Board member Ali Saberioon (right) serves as chair-elect of the University Cancer Foundation Board of Visitors (BOV) and will take the reins from Nancy Loeffler (center) in two years. Ernest Cockrell (left), immediate past chair, passed the role to Loeffler in September 2009. The BOV is an appointed board of volunteers that assists the president and other institutional leaders in an advisory capacity. The board furthers M. D. Anderson’s mission through fundraising, community involvement and providing counsel on many issues that impact the institution.
Transformation at the top
This year, as M. D. Anderson welcomes its 23rd chair of the Board of Visitors, it celebrates a milestone. For the first time since the board was established in 1955, a woman will serve as chair. An active member of the board since 1996, Nancy Loeffler from San Antonio has served on committees and hosted events. Although she’ll serve as chair for two years, the responsibility involves a six-year commitment — first serving as chair-elect, chair, then immediate past chair. Her duties include organizing the board’s annual meeting, creating reports and making recommendations to the board, participating as a member of the board’s Strategic Advisory Committee, appointing chairs to board committees and presiding over all meetings.
Hot topic in Dallas
With energy entrepreneur T. Boone Pickens and journalist Evan Smith engaged in a lively onstage interview, the 2008 A Conversation With a Living LegendSM at the Hilton Anatole in Dallas was the talk of the town. Approximately 1,000 guests gathered for the record-breaking event, which generated $1 million for research and patient care initiatives at M. D. Anderson, and brought total proceeds since its 1990 inception to more than $8 million.

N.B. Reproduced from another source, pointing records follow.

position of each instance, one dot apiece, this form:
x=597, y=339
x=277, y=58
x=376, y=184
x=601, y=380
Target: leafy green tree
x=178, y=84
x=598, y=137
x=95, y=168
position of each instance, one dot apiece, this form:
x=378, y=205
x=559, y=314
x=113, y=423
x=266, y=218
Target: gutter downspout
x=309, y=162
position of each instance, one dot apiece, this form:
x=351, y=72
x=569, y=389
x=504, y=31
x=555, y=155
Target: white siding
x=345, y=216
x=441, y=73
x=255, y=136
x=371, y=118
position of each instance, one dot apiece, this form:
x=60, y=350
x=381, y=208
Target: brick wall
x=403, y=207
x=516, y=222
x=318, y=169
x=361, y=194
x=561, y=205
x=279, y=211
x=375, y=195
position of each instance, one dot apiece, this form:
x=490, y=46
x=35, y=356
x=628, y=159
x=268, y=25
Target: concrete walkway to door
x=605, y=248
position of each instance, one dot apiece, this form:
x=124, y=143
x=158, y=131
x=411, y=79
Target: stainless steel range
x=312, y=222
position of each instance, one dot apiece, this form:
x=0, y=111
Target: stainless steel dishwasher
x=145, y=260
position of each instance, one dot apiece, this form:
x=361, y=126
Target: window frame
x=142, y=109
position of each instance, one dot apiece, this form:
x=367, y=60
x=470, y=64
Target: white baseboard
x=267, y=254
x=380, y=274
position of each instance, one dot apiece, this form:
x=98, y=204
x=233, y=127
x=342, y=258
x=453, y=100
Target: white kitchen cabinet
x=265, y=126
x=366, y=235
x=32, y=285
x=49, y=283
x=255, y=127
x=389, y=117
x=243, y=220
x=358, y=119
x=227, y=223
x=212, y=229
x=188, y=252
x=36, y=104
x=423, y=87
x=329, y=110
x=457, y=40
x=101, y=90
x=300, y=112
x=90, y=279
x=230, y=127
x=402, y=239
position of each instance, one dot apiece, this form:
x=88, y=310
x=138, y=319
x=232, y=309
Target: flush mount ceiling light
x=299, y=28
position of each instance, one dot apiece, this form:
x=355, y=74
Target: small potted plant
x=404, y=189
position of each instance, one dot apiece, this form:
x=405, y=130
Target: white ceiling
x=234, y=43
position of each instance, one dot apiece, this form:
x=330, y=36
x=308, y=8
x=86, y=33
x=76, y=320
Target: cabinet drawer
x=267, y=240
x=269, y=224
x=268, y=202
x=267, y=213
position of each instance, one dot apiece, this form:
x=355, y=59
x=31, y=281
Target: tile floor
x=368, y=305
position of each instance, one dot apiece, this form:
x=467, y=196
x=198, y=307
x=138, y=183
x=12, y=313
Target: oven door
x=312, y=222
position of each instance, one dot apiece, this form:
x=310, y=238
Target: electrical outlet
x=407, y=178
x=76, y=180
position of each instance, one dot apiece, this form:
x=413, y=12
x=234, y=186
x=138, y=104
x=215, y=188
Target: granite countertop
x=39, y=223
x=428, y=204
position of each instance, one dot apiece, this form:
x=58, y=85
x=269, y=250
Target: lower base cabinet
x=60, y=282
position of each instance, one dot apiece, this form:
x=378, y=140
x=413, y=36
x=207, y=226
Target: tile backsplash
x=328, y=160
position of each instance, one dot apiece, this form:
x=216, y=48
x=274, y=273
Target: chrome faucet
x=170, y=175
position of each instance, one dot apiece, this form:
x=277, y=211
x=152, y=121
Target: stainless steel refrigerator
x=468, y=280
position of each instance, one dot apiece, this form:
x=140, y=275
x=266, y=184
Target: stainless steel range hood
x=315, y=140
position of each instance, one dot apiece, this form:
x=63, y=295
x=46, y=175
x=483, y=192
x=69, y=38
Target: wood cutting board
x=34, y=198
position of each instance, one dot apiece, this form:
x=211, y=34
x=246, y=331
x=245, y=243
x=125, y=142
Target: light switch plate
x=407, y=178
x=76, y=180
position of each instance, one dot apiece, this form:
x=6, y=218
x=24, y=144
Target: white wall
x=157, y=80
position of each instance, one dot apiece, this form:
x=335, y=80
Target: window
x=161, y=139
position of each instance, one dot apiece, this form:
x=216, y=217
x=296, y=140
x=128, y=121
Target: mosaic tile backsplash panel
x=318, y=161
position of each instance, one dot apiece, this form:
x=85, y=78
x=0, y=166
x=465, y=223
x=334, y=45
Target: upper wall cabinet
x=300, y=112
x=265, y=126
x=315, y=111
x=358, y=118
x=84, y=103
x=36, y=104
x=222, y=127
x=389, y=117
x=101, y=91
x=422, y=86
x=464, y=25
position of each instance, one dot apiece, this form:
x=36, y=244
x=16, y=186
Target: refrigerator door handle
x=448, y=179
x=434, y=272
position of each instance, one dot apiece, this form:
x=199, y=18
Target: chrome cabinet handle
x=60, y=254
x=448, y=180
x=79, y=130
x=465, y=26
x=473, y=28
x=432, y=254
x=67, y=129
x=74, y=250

The luncheon-interview format originated by Dallas- and Fort Worth-area business and community leaders has in recent years inspired a Houston version, which in 2008 paired political commentators Mary Matalin and James Carville with broadcast journalist Sam Donaldson.
Exceptional ingenuity meets presidential passion
For the past decade, the George and Barbara Bush Endowment for Innovative Cancer Research has provided dozens of scientists philanthropic fuel to power their creative ideas. The resulting data enables them to successfully compete for federal funding and produce important results. In 1999, the Bush Endowment was launched with a gala, Milestones & Miracles, that celebrated the birthdays of George and Barbara Bush. Five years later, current Board of Visitors member Sue Timken and her husband, Tim, co-chaired 41@80, an event that enabled the Bush Endowment to surpass its goal of $50 million. In tribute to the Bushes, M. D. Anderson named the Robin Bush Child and Adolescent Clinic in memory of the daughter they lost to leukemia at age 3.